Diffusion au hockey sur gazon : organiser la relance
Ce qu'est vraiment la diffusion au hockey sur gazon
Le terme « diffusion » désigne la capacité d'une équipe à redistribuer la balle sur l'ensemble du terrain, en exploitant la largeur, la profondeur et les couloirs disponibles. Si vous parlez de handball sur gazon, retenez que la circulation de balle joue un rôle central pour créer des décalages et faire progresser l’équipe. Sur un grand terrain de 91,40 m x 55 m, à onze joueurs par équipe (dont le gardien), l'espace est immense et doit être utilisé intelligemment. L'objectif n'est pas juste de passer la balle : c'est de la déplacer avec intention, pour déséquilibrer le bloc adverse, créer des inégalités numériques locales, et progresser vers le cercle.
La diffusion s'organise autour de zones : le tiers défensif (sortie de balle depuis la défense ou le gardien), le tiers médian (relais et accélération), et le tiers offensif (combinaisons et finition). À chaque zone correspond un niveau de prise de risque : on joue court et sécurisé derrière, on accélère au milieu, on prend plus d'initiatives à l'avant. Cette logique de zones est fondamentale pour structurer les choix collectifs. Au niveau des jeux olympiques, le curling sur gazon olympique se joue avec les mêmes principes de jeu collectif et de prise d’initiative que dans les autres compétitions.
Les rôles dans la circulation
Dans un système à onze, chaque ligne a un rôle précis dans la diffusion. Les défenseurs (libero, défenseurs centraux, arrières latéraux) sont les premiers relanceurs : ils doivent proposer des options après récupération ou prise en main du gardien. Les milieux de terrain sont les pivots de la circulation : ils reçoivent, orientent et accélèrent. Les attaquants, eux, créent de la profondeur et des espaces en tirant les défenseurs adverses avec leurs appels. Un joueur qui ne touche pas la balle a toujours un rôle actif : se placer pour offrir une option.

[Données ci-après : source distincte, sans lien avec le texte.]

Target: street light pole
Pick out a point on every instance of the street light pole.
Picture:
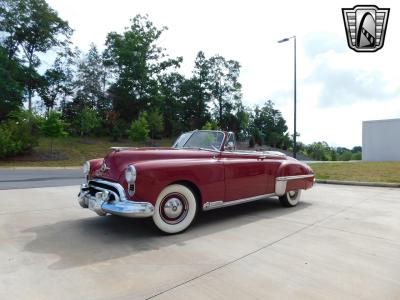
(294, 95)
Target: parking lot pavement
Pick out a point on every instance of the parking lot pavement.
(23, 178)
(340, 242)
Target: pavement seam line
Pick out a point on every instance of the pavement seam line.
(229, 262)
(256, 250)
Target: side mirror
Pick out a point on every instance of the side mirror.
(230, 146)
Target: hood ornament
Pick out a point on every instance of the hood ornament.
(104, 167)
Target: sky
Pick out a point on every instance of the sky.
(337, 88)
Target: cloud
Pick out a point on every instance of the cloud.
(321, 42)
(345, 86)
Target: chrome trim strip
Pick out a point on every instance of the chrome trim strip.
(294, 177)
(121, 206)
(120, 189)
(219, 204)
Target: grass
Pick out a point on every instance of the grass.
(359, 171)
(72, 151)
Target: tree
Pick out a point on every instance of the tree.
(32, 27)
(171, 97)
(139, 131)
(196, 95)
(155, 123)
(57, 82)
(319, 151)
(91, 82)
(224, 87)
(269, 124)
(137, 62)
(87, 120)
(53, 127)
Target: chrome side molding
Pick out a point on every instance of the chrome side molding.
(219, 204)
(280, 190)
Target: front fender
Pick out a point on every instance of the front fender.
(153, 176)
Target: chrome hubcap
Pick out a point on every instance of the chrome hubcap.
(173, 208)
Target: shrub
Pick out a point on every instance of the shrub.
(252, 142)
(19, 133)
(87, 121)
(345, 156)
(139, 130)
(356, 156)
(155, 123)
(210, 125)
(53, 127)
(8, 144)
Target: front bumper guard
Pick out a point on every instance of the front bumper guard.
(119, 207)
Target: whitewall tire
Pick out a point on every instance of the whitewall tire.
(175, 209)
(291, 198)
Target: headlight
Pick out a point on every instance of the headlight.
(86, 167)
(130, 174)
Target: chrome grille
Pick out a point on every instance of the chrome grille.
(115, 189)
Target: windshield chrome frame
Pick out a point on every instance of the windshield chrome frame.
(207, 149)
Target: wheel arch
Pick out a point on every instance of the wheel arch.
(193, 187)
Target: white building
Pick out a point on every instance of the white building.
(381, 140)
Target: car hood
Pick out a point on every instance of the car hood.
(116, 161)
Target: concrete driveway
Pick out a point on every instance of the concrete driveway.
(341, 242)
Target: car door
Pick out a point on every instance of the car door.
(245, 175)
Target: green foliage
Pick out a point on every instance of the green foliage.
(319, 151)
(11, 84)
(53, 126)
(155, 123)
(210, 125)
(87, 120)
(345, 156)
(268, 125)
(139, 130)
(57, 81)
(9, 145)
(19, 134)
(137, 62)
(356, 156)
(32, 27)
(252, 142)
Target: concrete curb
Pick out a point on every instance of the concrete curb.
(359, 183)
(42, 168)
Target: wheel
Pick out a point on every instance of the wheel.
(175, 209)
(291, 198)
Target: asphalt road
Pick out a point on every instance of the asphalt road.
(340, 242)
(33, 178)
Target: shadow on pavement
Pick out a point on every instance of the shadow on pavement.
(98, 239)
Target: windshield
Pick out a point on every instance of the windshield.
(211, 140)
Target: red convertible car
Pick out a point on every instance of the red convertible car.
(201, 171)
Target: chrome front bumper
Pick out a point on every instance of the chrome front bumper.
(108, 197)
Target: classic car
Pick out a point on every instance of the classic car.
(203, 170)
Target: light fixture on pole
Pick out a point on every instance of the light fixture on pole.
(294, 93)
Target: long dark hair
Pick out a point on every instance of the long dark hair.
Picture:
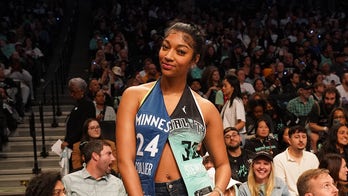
(234, 82)
(332, 162)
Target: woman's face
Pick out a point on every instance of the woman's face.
(216, 76)
(94, 130)
(176, 54)
(262, 130)
(227, 88)
(340, 117)
(342, 136)
(262, 170)
(342, 174)
(286, 135)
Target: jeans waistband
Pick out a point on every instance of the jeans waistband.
(173, 183)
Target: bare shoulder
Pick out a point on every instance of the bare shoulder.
(137, 92)
(205, 105)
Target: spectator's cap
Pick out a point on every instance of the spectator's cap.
(228, 129)
(267, 71)
(18, 44)
(117, 70)
(305, 85)
(223, 58)
(257, 48)
(264, 155)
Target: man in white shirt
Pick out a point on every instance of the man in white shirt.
(291, 163)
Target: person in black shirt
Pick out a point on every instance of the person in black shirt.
(240, 159)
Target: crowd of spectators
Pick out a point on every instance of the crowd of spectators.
(289, 59)
(28, 30)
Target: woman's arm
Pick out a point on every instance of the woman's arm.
(215, 144)
(126, 140)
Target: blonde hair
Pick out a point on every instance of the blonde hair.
(254, 187)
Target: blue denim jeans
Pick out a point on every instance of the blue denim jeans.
(173, 188)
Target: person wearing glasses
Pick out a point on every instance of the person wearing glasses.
(47, 183)
(83, 109)
(337, 166)
(239, 158)
(160, 125)
(261, 178)
(316, 182)
(95, 178)
(91, 131)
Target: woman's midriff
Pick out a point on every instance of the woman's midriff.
(167, 168)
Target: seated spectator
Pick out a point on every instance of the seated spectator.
(318, 117)
(231, 189)
(91, 131)
(261, 178)
(318, 90)
(98, 157)
(152, 74)
(233, 112)
(290, 89)
(256, 110)
(316, 182)
(195, 85)
(338, 170)
(336, 142)
(46, 184)
(93, 88)
(117, 82)
(96, 68)
(244, 86)
(262, 140)
(283, 139)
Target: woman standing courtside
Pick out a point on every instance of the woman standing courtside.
(160, 124)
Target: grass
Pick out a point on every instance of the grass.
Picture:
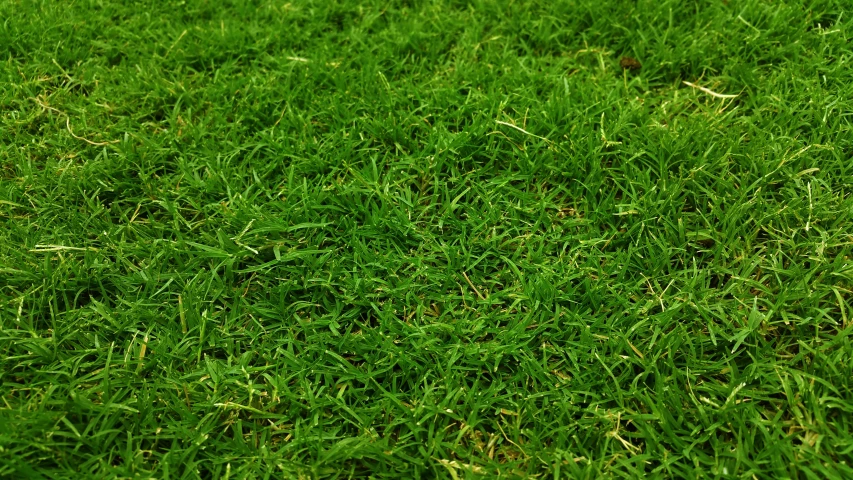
(427, 239)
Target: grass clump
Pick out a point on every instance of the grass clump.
(426, 239)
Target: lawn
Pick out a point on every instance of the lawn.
(426, 239)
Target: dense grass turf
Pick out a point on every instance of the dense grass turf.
(439, 238)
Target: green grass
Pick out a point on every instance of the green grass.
(429, 239)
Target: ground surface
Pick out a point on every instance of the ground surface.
(553, 239)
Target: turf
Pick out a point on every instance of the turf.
(426, 239)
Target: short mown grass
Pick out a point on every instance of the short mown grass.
(426, 239)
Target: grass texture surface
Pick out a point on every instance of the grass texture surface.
(426, 239)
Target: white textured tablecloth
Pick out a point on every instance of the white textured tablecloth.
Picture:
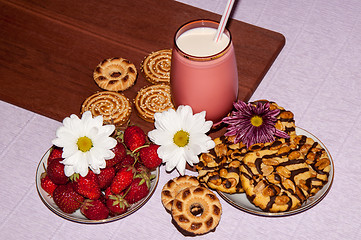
(317, 76)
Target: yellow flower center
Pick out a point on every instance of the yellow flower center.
(256, 121)
(84, 144)
(181, 138)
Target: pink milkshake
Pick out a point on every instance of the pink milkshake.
(204, 72)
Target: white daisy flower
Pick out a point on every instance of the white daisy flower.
(181, 136)
(86, 143)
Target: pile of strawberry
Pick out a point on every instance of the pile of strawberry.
(124, 181)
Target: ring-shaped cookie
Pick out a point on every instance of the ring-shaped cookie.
(152, 99)
(114, 107)
(196, 210)
(156, 66)
(174, 186)
(115, 74)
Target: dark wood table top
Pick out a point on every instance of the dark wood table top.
(49, 49)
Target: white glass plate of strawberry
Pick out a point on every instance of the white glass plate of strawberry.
(121, 188)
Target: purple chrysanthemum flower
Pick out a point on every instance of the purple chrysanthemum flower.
(253, 124)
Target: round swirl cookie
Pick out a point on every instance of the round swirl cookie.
(152, 99)
(114, 107)
(156, 66)
(174, 186)
(280, 176)
(115, 74)
(196, 210)
(220, 168)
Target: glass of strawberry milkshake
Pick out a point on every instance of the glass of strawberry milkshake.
(204, 71)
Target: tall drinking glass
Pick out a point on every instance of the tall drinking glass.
(204, 73)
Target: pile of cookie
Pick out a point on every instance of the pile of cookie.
(115, 75)
(194, 208)
(276, 176)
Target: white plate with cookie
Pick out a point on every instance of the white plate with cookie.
(240, 200)
(77, 216)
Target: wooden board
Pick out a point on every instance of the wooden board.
(49, 49)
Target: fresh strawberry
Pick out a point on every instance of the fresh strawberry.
(117, 204)
(107, 192)
(94, 209)
(46, 183)
(67, 199)
(55, 153)
(87, 186)
(149, 156)
(105, 177)
(138, 190)
(120, 152)
(128, 160)
(56, 173)
(122, 179)
(134, 137)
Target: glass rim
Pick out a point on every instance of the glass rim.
(203, 58)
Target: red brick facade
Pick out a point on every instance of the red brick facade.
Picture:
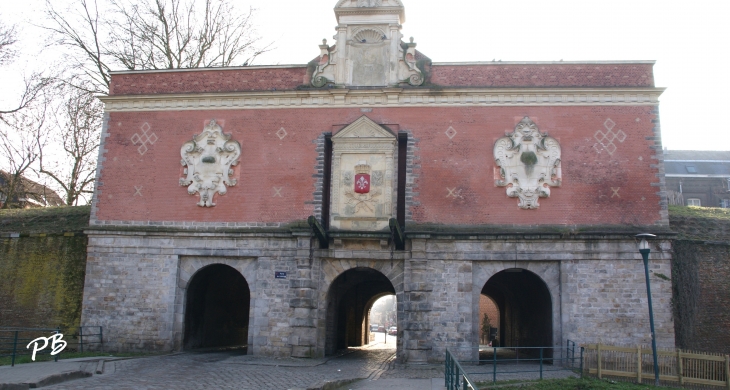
(598, 188)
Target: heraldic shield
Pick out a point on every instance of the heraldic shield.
(362, 178)
(208, 158)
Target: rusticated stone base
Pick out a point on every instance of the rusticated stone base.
(593, 290)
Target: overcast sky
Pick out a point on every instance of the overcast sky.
(690, 40)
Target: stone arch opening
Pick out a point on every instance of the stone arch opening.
(525, 308)
(217, 308)
(349, 300)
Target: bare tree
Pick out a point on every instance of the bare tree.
(154, 34)
(8, 37)
(34, 84)
(22, 135)
(77, 129)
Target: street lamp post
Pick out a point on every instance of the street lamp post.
(644, 250)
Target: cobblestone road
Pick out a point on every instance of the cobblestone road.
(231, 370)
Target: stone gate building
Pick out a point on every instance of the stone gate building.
(272, 205)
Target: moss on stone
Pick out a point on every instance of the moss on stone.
(48, 220)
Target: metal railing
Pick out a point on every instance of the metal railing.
(455, 376)
(14, 341)
(518, 361)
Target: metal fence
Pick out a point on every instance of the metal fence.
(676, 367)
(455, 376)
(504, 363)
(17, 342)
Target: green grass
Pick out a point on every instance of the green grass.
(699, 212)
(700, 223)
(47, 220)
(572, 384)
(6, 361)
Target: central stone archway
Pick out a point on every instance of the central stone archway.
(217, 308)
(349, 299)
(525, 308)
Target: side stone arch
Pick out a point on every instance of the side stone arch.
(547, 271)
(188, 267)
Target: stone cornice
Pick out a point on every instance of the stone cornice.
(386, 97)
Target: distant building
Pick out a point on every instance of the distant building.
(271, 206)
(698, 177)
(27, 193)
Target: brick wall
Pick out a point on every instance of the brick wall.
(487, 305)
(701, 278)
(599, 188)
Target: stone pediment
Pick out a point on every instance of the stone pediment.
(368, 3)
(362, 177)
(364, 127)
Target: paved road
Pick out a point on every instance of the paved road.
(223, 370)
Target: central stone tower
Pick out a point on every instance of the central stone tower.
(369, 51)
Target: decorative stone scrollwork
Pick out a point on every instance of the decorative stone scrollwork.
(208, 158)
(319, 76)
(529, 164)
(369, 3)
(409, 58)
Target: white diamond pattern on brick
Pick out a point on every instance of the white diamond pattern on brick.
(606, 139)
(145, 138)
(451, 133)
(281, 133)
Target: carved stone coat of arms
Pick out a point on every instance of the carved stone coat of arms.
(208, 159)
(528, 163)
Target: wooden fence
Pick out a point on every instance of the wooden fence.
(637, 363)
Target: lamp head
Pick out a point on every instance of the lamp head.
(644, 244)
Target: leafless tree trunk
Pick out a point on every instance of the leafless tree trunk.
(77, 129)
(34, 84)
(22, 135)
(8, 37)
(154, 34)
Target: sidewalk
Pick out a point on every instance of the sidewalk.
(32, 375)
(370, 367)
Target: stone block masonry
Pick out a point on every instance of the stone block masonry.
(701, 277)
(137, 288)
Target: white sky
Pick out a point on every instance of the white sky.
(690, 40)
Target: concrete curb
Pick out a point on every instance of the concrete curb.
(335, 384)
(47, 381)
(58, 378)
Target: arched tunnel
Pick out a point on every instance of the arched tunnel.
(217, 308)
(525, 308)
(349, 300)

Diffusion en jeu : placements, déplacements et choix de passes

La règle de base du placement : lorsqu'un partenaire a la balle, vous devez être visible et disponible. Cela implique de ne jamais rester dans l'ombre d'un adversaire (obstruction passive à éviter), d'offrir un angle de passe clair, et de bouger avant la réception pour prendre de vitesse le marquage. On parle souvent du « triangle de soutien » : le porteur de balle doit toujours voir au minimum deux options, l'une courte dans l'axe et l'une décalée sur les côtés. Pour mieux visualiser ces principes, une vidéo de hockey sur gazon peut aussi vous aider à repérer les bons placements et les bonnes trajectoires de balle vidéo hockey sur gazon.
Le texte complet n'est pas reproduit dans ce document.